Gry szkoleniowe stają się coraz bardziej popularne – można je znaleźć w ofercie niejednej firmy szkoleniowej. O mądre gry szkoleniowej już nieco trudniej. Do takich z pewnością można zaliczyć Beat the box – skrzynie zabezpieczone kłódkami. By je otworzyć, potrzebna jest siła umysłu, a nie siła mięśni. Diabeł tkwi w szczegółach – dopóki grupa nie zacznie myśleć out of the box, nie ma szans na znalezienie rozwiązania. Nie obejdzie się też bez współpracy. Nie chodzi o wyświechtany slogan, ale o prawdziwą układankę, w której każdy element czyli zespół jest potrzebny do zatrzymania zegara i świętowania sukcesu. W Exprofesso wierzymy, że gra bez omówienia jest jak klucz francuski leżący na stole – kawałek żelastwa i nic więcej. Dopiero świadomie użyty może otworzyć wiele drzwi. W ten sposób dochodzimy do kluczowego dla nas słowa – CEL.
Rozmowę z klientem zaczęliśmy jak zawsze od prośby o przybliżenie obrazu grupy. Co chcecie wspólnie osiągnąć podczas tego spotkania? Na czym Wam najbardziej zależy? Z jakimi wnioskami chcielibyście wyjść z sali szkoleniowej. Trzy różne grupy, trzy różne odpowiedzi, jedna gra – Beat the box. Czy to w ogóle możliwe?
Grupa 120 osób. Dyrektorzy wyższego szczebla z całej Polski. Niezwykle wymagający. Pada hasło: współpraca i komunikacja. Przecież Ci ludzie nie pracują ze sobą na co dzień. Jak omawiać współpracę między nimi, skoro po raz kolejny spotkają się pewnie dopiero za kilka miesięcy? A gdyby tak popatrzeć na współpracę z lotu ptaka, z punktu widzenia osoby zarządzającej? „Wyobraźcie sobie, że udzielacie rady młodemu Dyrektorowi Sprzedaży, którego zespół jest nastawiony przede wszystkim na wynik. Stwórzcie Kodeks Dyrektora – 10 punktów, które pomogą mu zachęcić ludzi do współpracy i zadbać o to, by była ona jak najlepszej jakości”…
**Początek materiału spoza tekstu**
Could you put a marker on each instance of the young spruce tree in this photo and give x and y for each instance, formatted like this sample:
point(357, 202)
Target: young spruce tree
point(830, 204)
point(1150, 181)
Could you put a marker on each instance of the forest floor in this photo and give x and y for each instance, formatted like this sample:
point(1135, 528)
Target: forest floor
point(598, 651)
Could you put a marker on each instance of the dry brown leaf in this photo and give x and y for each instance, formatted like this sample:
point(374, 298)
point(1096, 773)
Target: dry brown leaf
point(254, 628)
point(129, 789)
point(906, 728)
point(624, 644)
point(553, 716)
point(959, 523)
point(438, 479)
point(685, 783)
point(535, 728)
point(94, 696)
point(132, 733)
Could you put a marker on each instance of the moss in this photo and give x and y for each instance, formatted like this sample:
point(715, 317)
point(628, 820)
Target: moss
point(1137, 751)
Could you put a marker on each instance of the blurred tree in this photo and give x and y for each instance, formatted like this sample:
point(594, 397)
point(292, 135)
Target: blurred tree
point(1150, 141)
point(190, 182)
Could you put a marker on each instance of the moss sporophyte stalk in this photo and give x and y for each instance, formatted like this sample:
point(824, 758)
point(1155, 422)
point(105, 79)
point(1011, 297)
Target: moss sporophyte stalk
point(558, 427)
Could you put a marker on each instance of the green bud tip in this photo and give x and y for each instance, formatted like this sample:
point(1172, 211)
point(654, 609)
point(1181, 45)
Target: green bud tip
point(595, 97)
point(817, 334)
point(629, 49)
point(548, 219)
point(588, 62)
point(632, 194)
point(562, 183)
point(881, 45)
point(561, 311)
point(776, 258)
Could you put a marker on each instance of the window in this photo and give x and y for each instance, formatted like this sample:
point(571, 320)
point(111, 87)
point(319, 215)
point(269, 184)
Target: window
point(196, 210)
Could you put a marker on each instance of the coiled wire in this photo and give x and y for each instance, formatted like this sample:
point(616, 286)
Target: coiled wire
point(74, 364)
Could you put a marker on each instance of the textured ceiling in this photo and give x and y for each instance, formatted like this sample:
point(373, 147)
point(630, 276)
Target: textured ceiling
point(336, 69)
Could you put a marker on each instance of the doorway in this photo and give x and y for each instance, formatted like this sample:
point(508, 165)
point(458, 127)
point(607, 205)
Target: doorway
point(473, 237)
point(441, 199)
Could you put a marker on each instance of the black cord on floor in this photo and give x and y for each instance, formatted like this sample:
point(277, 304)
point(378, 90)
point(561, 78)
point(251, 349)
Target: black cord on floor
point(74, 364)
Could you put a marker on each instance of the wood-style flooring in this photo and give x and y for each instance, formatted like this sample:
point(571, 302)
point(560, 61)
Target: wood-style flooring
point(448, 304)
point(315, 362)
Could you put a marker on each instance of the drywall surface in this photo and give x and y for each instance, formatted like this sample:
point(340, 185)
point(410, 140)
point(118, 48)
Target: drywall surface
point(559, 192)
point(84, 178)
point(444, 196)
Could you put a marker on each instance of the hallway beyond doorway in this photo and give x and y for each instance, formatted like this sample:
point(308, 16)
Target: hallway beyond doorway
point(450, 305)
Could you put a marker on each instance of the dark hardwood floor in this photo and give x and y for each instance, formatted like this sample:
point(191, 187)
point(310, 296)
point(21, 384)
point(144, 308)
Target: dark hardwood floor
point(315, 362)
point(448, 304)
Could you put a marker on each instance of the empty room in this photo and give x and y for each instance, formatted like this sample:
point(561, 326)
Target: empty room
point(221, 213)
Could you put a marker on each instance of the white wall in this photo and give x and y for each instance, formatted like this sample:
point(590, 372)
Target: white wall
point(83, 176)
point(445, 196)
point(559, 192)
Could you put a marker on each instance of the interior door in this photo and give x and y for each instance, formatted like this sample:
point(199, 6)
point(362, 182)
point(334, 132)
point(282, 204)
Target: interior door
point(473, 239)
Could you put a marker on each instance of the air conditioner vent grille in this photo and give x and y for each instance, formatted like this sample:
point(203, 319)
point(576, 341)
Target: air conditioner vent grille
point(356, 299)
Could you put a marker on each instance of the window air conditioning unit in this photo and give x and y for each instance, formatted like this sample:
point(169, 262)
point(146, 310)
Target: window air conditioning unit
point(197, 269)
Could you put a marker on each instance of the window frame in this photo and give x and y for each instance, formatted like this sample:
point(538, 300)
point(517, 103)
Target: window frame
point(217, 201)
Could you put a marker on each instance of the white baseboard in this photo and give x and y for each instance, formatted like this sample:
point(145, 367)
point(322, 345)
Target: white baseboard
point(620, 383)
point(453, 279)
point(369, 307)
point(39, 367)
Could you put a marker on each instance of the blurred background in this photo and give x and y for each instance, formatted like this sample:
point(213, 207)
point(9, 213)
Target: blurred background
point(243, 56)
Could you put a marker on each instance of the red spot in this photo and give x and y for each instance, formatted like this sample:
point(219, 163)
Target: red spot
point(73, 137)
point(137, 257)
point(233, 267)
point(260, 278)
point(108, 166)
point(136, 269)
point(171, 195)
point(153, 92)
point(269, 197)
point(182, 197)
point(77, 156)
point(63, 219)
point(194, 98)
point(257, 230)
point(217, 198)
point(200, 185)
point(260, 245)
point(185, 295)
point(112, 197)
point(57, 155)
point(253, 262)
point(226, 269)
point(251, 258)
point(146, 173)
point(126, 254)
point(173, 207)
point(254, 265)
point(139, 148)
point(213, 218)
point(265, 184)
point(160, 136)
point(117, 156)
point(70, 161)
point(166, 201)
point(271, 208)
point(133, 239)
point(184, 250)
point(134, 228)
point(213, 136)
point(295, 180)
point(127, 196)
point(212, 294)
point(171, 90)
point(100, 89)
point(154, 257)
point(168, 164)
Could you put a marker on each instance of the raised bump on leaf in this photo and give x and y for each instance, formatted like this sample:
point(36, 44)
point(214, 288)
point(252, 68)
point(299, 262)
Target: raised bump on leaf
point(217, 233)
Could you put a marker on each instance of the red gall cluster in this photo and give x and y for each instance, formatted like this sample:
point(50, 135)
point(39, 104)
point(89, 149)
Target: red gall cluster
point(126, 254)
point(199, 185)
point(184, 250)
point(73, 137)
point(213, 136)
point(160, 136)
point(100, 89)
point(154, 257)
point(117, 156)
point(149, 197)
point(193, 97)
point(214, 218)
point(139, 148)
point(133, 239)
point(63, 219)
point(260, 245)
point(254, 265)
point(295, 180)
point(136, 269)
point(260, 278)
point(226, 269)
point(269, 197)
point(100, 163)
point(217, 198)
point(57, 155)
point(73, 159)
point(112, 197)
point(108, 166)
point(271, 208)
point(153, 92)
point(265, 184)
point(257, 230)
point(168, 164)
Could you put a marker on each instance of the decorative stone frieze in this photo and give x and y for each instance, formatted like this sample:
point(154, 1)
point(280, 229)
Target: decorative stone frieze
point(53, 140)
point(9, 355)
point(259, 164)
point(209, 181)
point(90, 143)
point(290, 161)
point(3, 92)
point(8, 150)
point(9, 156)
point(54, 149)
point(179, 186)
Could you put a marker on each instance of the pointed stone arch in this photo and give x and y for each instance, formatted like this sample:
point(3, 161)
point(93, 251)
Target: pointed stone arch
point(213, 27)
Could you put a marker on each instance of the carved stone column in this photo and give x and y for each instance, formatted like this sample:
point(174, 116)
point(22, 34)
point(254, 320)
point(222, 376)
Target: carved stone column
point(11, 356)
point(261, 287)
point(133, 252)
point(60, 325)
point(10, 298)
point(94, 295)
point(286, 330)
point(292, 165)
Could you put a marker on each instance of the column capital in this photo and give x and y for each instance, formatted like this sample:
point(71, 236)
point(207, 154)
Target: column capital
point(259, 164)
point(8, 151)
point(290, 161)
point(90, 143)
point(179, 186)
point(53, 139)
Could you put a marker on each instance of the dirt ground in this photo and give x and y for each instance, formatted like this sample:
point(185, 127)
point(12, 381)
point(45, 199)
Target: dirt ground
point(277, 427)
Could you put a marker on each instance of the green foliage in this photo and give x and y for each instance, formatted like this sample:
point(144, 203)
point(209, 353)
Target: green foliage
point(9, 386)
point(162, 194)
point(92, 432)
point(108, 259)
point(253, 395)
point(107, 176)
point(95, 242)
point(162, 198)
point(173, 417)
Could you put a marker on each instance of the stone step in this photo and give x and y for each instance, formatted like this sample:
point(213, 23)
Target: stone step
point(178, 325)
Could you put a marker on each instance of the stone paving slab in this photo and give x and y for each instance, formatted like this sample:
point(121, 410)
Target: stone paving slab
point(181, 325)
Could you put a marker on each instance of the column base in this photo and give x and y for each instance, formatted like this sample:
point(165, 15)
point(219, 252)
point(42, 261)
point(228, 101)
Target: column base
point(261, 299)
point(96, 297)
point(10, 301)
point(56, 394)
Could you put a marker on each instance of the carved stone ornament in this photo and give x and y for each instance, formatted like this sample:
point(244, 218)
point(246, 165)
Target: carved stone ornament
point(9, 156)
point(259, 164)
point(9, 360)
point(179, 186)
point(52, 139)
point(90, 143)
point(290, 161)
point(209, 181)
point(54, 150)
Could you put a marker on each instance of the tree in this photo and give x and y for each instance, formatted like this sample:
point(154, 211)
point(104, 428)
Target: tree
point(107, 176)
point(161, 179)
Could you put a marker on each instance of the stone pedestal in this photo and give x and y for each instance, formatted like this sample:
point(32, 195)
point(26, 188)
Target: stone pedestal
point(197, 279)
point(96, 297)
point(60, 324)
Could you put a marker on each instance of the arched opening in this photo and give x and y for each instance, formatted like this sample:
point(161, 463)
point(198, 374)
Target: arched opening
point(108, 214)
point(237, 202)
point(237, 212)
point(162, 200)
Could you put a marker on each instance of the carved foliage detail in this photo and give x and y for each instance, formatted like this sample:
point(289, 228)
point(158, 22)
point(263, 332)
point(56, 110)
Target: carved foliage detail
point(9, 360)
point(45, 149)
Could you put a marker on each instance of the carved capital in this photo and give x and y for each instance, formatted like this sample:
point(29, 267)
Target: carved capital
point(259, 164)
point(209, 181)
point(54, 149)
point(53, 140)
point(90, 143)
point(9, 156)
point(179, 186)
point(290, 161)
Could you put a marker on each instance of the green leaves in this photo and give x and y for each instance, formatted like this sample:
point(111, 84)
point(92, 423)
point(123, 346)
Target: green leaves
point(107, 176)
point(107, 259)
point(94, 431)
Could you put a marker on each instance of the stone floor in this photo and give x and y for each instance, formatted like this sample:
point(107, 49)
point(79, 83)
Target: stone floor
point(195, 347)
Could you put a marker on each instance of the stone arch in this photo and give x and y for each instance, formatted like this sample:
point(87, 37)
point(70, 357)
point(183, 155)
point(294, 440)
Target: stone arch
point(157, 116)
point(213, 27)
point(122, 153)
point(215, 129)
Międzynarodowa grupa 30 osób, pracowników jednego działu. W większości mężczyźni. Zaskoczeni, że w Beat the box nie ma najlepszego, że zwyciężają wszyscy albo nikt. Jak uświadomić im, że grają do wspólnej bramki nie tylko podczas otwierania metalowych skrzyń, ale i w pracy na co dzień? „11 wybitnie zdolnych indywidualistów biegających po boisku do piłki nożnej nigdy nie zostanie Mistrzami Świata. Wygrać może tylko zespół. Do jakiej bramki gracie? Jakie zachowania „na boisku” utrudniają Wam współpracę, a jakie podania sprawiają, że jesteście coraz bliżej zdobycia upragnionego gola? Po zadaniu tych pytań z błyskiem w oku sięgają po markery i zaczynają kreślić po boisku. Strzałki, hasła, wykrzykniki przypominają piłkarskie strategie rozrysowywane przed meczem. Tym razem będzie to zwycięska, biznesowa strategia na dobrą współpracę.
I wreszcie trzecia grupa. Młodzi, kreatywni, z poczuciem humoru, ale przeciążeni pracą. Ta gra miała być dla nich nagrodą za to, że dają z siebie wszystko i motywacją do kolejnego wysiłku związanego ze zmianami. Nastawienie na ludzi pomogło im wykonać zadanie w 90 minut. Liczyli na więcej… Chcieli pobić światowy rekord Catalyst Global. Zaczyna się analiza. Co zrobilibyśmy inaczej, lepiej, gdybyśmy mogli zagrać raz jeszcze? „Współpracę powinno się zacząć jak najszybciej! Mieliśmy te wyniki! Dlaczego się nimi nie podzieliliśmy?” – krzyczą jeden przez drugiego. Omówienie nie kończy się na refleksji. Czas na ich definicję współpracy wyrażoną… w poetycki sposób. „Współpraca w naszym dziale jest jak …” Tyle sloganów, ile grup, a nawet więcej, bo niektórzy błysnęli dwoma propozycjami. Grupa ożywia się jeszcze bardziej, gdy w ruch idą kredki. „Narysujcie Waszego bohatera, chodzącą współpracę, osobę, którą chcielibyście mieć w swoim zespole. Czy ma wielkie uszy, które słyszą wszystkie prośby? A może wielkie serce, mieszczące w sobie niewyczerpane pokłady empatii?” Na tylnej ścianie sali szkoleniowej powstała galeria plakatów, których nie powstydziłoby się żadne muzeum sztuki współczesnej.